貧しいが故に用心深く節約に励み相互扶助によって生き延びてゆく「この社会的タイプの人々によって銀行と保険会社が創設された」とゲディスは指摘しています。
「喜びの声をもって刈り取る」かれらには、この地域特有の歌と物語、音楽と舞踊に恵まれています。牧草地と麦畑の間に寒々と横たわる荒れた高地は、牧人と農夫を分離すると同時に結びつけてもいて、両者に高度の文化的刺激を与えているとゲディスは賞賛しています。
6)農夫
かれは「つぎに金持ちの農夫に移りましょう」と語りだします。農夫と題されているこの項目は、1930年の図式では「豪農」と記されています。
かれらは「かつて大草原であった平野の深くて肥沃な耕地」を所有し、「撓わに実る小麦」を収穫します。それはかれらにおいしい白いパンを供給しますが、売ることのできる余剰も与えます。孤立した掘建て小屋ではなく、村落や市場の立つ町が形成され、平和と安全のために壁に囲まれた都市が出現してきたのも、誰よりもこれら豪農の要請するところでした。また土地の所有権や商業権を護るために法の専門家も登場して来ることになります。
酒場やクラブでの活発な政治論議を生み出し、かれらの利権を護る政治家を輩出させます。
「ビールやワインの醸造技術に沿って、社会の立憲的進化が発展した」という冗句をゲディスは紹介しています。
牛馬を使役する農法は、かれらに余暇をもたらしました。その余暇が庭作りに費やされることになります。1909年版と同様に農夫と庭師の区別はここでも消えています。
農業についての興味深い解釈が、この講演の序論部分で行われています。
欧米における小麦栽培は、荒れ地を耕すことのできる屈強な男性が誰に邪魔されることもなく一人で行うことができ、女子供は手伝うことができても添え物に過ぎない、と指摘し、ゲディスはここに古代ローマから現代のアメリカに至る個人主義と男性中心主義の基盤を見いだしています。「もしわたしたちが東洋人で、米を栽培するとしたら立ち位置は全く異なるものとなるでしょう」とゲディスは言います。米の栽培は単独で勝手に開始することはできません。まず「その地区の渓谷の給水を制御して耕作者の水田に十分行き渡るように調整するための一つの大きな給水委員会」が形成される必要があるからです。個人ではなく、共同体の活動が先行することになります。

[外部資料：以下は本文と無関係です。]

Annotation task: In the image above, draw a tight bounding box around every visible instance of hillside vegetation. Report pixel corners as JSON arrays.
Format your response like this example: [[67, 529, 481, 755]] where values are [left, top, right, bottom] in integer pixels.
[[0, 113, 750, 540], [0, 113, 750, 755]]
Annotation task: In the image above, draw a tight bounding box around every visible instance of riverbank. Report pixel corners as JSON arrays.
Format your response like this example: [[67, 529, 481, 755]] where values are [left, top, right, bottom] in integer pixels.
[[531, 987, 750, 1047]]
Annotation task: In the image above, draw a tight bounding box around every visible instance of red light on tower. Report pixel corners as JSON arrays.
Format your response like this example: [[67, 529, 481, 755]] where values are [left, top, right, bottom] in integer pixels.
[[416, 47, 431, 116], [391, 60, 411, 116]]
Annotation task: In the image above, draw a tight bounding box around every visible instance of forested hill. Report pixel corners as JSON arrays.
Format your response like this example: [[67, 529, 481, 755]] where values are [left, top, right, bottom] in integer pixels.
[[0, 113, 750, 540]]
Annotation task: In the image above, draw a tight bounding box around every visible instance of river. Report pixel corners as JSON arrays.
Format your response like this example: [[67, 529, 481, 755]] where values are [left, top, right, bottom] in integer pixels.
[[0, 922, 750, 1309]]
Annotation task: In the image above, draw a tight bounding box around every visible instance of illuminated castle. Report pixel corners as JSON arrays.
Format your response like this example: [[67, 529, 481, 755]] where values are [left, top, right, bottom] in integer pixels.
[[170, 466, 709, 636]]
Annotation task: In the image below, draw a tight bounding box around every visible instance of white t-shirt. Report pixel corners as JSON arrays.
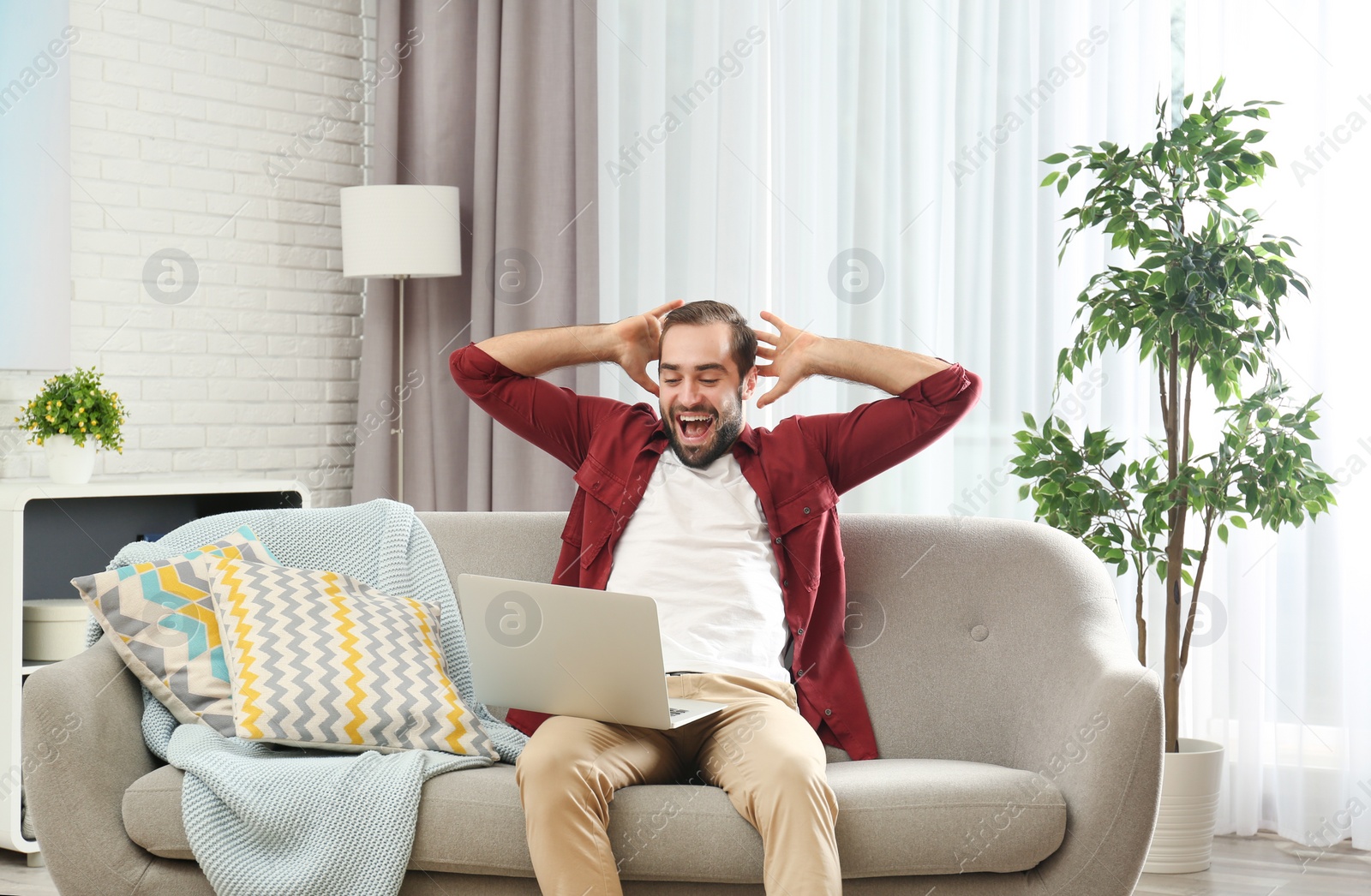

さらに小麦栽培には屈強な男性の力が不可欠でしたが、稲作農法は「女性だけでなく小さな子供や祖父母たちも」その役割をそれぞれ果たすことができます。ここでは男性の優位は消滅しています。
ゲディスがこのような農法比較を例示したのは、「ヴァレー・セクションが、調査の基礎」であり、「その場所とそこで行われる仕事」がそこに住まう「人々の流儀や制度をいかに深く規定」しているかを発見することができるということを示すためでした。
7)漁師
さて最後の漁師についてのゲディスの解説に移りましょう。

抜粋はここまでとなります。